Una panoramica dei benefici ambientali e degli svantaggi dello Smart Working

Il telelavoro può essere un’alternativa lavorativa sostenibile? Per rispondere basta pensare a quante persone la mattina prendono l’auto per recarsi in ufficio, per poi iniziare un’attività che potrebbero svolgere direttamente da casa propria. Quanti, infatti, per lavorare necessitano soltanto di internet e computer? Vediamone anche i vantaggi e quali, invece, sono gli aspetti negativi.

Il telelavoro è davvero amico dell’ambiente?

Cos’è il telelavoro

Se il tipo di mansione lo consente, questa modalità remota permette di lavorare dalla scrivania della propria abitazione e comunicare con l’azienda attraverso internet, senza doversi spostare in un’altra sede e, quindi, senza dover utilizzare mezzi di trasporto sia privati che pubblici.

Benefici del telelavoro

Sicuramente ci sono diversi vantaggi a lavorare da remoto.
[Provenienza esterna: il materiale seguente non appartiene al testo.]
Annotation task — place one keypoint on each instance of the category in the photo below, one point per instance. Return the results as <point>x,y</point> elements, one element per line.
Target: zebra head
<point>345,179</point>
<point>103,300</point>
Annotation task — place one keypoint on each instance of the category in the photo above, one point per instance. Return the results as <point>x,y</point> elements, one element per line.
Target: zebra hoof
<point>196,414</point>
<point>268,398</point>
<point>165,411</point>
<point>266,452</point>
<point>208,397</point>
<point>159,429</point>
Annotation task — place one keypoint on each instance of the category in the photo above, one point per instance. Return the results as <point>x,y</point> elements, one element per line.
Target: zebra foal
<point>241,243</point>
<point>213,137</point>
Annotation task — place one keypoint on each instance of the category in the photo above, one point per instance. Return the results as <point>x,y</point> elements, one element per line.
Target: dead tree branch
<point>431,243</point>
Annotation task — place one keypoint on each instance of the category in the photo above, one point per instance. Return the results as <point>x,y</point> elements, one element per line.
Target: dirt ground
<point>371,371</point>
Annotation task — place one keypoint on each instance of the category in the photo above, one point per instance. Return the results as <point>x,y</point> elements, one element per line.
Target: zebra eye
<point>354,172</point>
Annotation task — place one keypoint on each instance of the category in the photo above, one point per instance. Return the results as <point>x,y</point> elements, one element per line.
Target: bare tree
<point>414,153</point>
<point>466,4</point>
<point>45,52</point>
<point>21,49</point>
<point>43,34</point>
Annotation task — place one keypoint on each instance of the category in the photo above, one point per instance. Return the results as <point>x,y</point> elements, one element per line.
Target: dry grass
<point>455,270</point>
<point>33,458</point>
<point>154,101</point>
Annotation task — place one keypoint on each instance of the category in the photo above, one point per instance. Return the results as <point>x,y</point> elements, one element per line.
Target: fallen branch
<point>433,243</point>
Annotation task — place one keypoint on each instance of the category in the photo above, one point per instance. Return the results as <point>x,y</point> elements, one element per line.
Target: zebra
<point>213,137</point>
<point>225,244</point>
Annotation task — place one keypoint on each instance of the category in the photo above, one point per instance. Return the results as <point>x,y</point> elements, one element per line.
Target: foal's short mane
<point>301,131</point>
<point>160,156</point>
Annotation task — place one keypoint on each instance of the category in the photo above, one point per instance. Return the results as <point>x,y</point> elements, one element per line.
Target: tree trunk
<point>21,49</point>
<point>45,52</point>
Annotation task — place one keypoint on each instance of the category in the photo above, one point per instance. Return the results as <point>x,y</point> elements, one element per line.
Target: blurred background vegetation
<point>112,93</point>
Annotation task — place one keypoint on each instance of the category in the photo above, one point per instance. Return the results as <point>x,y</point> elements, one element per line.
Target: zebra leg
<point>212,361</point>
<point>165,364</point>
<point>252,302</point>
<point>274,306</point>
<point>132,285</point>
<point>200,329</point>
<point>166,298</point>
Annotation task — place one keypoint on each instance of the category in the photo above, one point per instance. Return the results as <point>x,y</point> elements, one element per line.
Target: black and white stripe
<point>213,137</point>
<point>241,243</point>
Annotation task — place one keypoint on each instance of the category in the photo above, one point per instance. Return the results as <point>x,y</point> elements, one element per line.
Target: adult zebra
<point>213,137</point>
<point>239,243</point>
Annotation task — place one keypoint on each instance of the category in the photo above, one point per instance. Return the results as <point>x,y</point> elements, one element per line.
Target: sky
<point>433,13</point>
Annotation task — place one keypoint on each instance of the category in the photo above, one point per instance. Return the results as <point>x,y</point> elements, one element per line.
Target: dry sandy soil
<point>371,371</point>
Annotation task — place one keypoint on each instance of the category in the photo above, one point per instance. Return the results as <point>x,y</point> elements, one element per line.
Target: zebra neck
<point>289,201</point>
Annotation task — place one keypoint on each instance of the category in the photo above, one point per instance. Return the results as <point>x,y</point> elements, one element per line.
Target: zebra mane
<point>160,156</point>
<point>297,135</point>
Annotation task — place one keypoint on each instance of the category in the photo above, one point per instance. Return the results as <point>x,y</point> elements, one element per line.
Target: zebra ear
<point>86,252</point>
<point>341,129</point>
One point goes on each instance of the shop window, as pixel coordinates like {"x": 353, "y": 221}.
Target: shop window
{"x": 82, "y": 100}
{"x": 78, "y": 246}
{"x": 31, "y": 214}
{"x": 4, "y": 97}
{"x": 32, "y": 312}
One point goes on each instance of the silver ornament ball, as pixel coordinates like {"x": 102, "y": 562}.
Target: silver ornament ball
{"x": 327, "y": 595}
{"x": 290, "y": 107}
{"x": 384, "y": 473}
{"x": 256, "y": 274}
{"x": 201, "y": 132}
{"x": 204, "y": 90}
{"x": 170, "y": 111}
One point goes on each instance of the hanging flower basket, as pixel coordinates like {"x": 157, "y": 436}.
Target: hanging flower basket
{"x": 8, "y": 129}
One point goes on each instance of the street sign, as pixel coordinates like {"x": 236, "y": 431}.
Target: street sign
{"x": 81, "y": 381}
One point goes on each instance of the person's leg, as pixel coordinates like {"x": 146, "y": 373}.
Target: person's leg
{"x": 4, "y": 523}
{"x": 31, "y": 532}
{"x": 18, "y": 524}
  • Flessibilità di orario. I dipendenti possono organizzare il proprio tempo in modo più flessibile, adattandolo meglio alle proprie esigenze personali e familiari. Questo può migliorare la loro soddisfazione e produttività.
  • Risparmio sui costi di spostamento. Si eiminano i costi e il tempo necessari per recarsi sul luogo di lavoro, come spese di carburante, biglietti dei mezzi pubblici, ecc. Questo porta a un risparmio sia per i dipendenti che per l’azienda.
  • Miglior equilibrio vita-lavoro. Permette di avere più tempo da dedicare alla propria vita personale e familiare, riducendo lo stress legato agli spostamenti e offrendo maggiore flessibilità.
  • Maggiore produttività: Diversi studi hanno dimostrato che i dipendenti in telelavoro tendono ad essere più produttivi, grazie alla riduzione delle distrazioni e a una maggiore concentrazione.
  • Accesso a un bacino di talenti più ampio. Le aziende possono assumere personale da diverse aree geografiche, non più limitate dalla necessità di lavorare in ufficio.
  • Minore impatto ambientale. Contribuisce a ridurre l’inquinamento e il traffico, in quanto diminuisce gli spostamenti. DIminuisce le emissioni legate agli spostamenti. Anche gli uffici consumano meno emergia per riscaldamento o raffrescamento.
  • Maggiore inclusione. Offre delle opportunità lavorative anche a persone con disabilità o altri vincoli che rendono difficile lo spostamento da e per l’ufficio.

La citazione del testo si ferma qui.